Anthony Weiner, the former New York Democratic congressman who resigned amidst a sexual scandal, has re-emerged on the New York City political scene as a potential mayoral candidate – but experts are cautioning his bid is a long shot.
"I don't see a path for him to win," says George Arzt, former journalist and press secretary to former Mayor Edward Koch. "You never say never in politics and anything can happen, but most people believe Anthony Weiner will enter the race and will not win."
Weiner stepped down in 2011 following revelations he sent lewd pictures and engaged in sexual conversations with several young women over the course of three years including during his marriage. Weiner is married to former Hillary Clinton aide Huma Abedin, who was pregnant at the time the scandal broke. He initially denied the allegations after they came to light when he accidentally tweeted a picture of himself meant for a young woman to all his 45,000 followers.
Arzt says the decision for Weiner to get in will be consequential, not just because of the political implications.
"It's hard to put your family through this, because you know it's coming," he says. "I don't know when the tabloids are going to run out of puns on his actions and his name."
The Democratic field is already crowded, with six declared candidates seeking to replace current Mayor Michael Bloomberg, an independent. They are led by Christine Quinn, the outspoken New York city council speaker from Manhattan who is also a lesbian.
"Her get-it-done-by-any-means style holds a distinct appeal in the post-partisan age of Bloomberg," writes The New York Times in their overview of her candidacy. "But the real risk, as she strains to be a palatable candidate to big business, labor unions and the billionaire mayor, is that New Yorkers will have no idea what she stands for."
Other Democratic candidates include Sal Albanese, a former city councilman; Bill de Blasio, the city's public advocate; John Liu, the city comptroller; Erick J. Salgado, a minister; and William Thompson Jr., a former city comptroller.
Weiner does have skills that could put him in play if he does jump in, Arzt says, but the deck is still stacked against him.
"The thing in his corner is that he's a very good debater and so far the field has been sort of lackluster," he says. "But I just don't see Weiner as a possibility for elected office at this time."
A recent poll showed Weiner garnering 15 percent of the vote, though he remains unpopular with voters. Quinn led the field with 28 percent support, according to the survey by Quinnipiac University.

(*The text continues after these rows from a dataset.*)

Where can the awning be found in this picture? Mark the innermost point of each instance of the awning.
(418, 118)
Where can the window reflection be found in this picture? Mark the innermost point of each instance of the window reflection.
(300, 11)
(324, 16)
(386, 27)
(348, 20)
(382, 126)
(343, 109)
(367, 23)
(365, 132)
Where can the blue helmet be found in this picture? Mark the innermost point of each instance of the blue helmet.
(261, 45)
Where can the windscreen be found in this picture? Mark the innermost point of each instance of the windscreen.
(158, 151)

"The Democratic primary for New York City mayor still looks like Council Speaker Christine Quinn versus the guys," said Maurice Carroll, director of the Quinnipiac University Polling Institute, in a release accompanying the poll results. "With his better name recognition, former congressman Anthony Weiner jumps into the mix at 15 percent. With his negatives, however, the question is whether he can get much higher."
But Weiner's entrée could carry consequences for Quinn even if he doesn't pose a threat to defeat her. The top two primary vote getters will face each other in a run-off if no one garners 40 percent of the vote.
"The two people in the run-off are likely to be Bill Thompson and Christine Quinn," says Arzt. "Let's say by some miracle he gets into the run-off. I would call that a major victory."
Arzt says it seems like Weiner's agenda isn't to win the contest, but rather rehabilitate his image and re-launch himself on the political stage.
"I don't believe that Weiner is really going for anything except to get back into mainstream; he's been a pariah for so long," he says. "[His goal] might not even necessarily be politics, but maybe as a talking head in the future – maybe radio or television."
The primary election is scheduled for September 10.